LATE-STAGE SOCIALISM: Hyperinflation Shatters Venezuelan Manufacturing. “Giuseppe Cordivani’s factory on the outskirts of the capital used to make nearly 300 pairs of women’s shoes a day, from pumps to high-heeled dancing shoes that sold nationwide. With hyperinflation biting, he’s making just 20 today.”

More, from behind the WSJ paywall:

Manufacturing’s fall reflects broader economic devastation. Venezuela’s economy has halved during President Nicolás Maduro’s six years in office, and is expected to decline another 30% this year as new U.S. sanctions on oil hit. The country’s GDP, at $80 billion, is now smaller than General Electric . Oil production, the most vital income source, has dropped 64% under Mr. Maduro, according to AGPV Asesores Económicos, a Caracas-based consulting firm. Imports have caved by 72%, the firm says.

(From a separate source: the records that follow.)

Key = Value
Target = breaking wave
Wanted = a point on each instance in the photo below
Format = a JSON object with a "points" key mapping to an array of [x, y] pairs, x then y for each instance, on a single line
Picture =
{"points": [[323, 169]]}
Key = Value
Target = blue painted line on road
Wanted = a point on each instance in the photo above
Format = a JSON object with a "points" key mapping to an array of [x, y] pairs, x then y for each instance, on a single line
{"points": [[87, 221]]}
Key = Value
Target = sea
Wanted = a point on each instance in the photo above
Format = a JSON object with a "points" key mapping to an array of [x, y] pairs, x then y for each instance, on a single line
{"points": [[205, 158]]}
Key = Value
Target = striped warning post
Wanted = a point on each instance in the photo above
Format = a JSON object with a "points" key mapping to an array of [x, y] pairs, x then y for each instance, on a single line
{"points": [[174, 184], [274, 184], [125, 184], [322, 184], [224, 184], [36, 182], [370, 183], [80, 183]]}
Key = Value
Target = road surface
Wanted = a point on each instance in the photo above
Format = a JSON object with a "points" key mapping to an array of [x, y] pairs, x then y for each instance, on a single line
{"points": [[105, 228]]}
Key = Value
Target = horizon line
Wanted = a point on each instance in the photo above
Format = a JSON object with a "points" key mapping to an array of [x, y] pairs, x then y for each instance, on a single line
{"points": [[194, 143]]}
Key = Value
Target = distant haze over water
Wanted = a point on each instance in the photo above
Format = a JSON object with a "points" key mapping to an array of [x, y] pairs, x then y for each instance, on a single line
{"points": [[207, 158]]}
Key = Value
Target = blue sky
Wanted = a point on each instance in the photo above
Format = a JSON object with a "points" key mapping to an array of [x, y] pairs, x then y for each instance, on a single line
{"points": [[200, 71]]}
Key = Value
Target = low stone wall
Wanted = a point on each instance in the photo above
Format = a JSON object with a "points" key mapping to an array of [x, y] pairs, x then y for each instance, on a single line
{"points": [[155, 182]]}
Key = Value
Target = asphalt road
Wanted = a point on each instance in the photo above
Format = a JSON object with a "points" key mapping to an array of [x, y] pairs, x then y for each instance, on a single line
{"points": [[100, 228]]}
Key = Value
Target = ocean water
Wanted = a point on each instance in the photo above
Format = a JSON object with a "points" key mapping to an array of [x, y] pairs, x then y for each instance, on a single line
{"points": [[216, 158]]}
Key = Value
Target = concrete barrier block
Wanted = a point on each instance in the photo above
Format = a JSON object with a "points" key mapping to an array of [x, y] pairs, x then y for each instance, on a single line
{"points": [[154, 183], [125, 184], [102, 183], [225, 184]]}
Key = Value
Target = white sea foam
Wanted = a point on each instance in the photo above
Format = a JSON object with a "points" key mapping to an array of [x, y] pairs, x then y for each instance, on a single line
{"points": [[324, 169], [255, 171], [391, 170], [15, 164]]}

“The fall in consumption is so big that plants work at volumes so low that they can’t maintain themselves and sustain their infrastructure, to keep machinery functioning and be able to pay their workers,” said Juan Pablo Olalquiaga, president of an industry group, Conindustria. “You have to be God to maintain all of these balls in the air.”

Instead of trying to do the impossible — and inadvertently propping up the Maduro regime — manufacturers would be smarter to go Galt.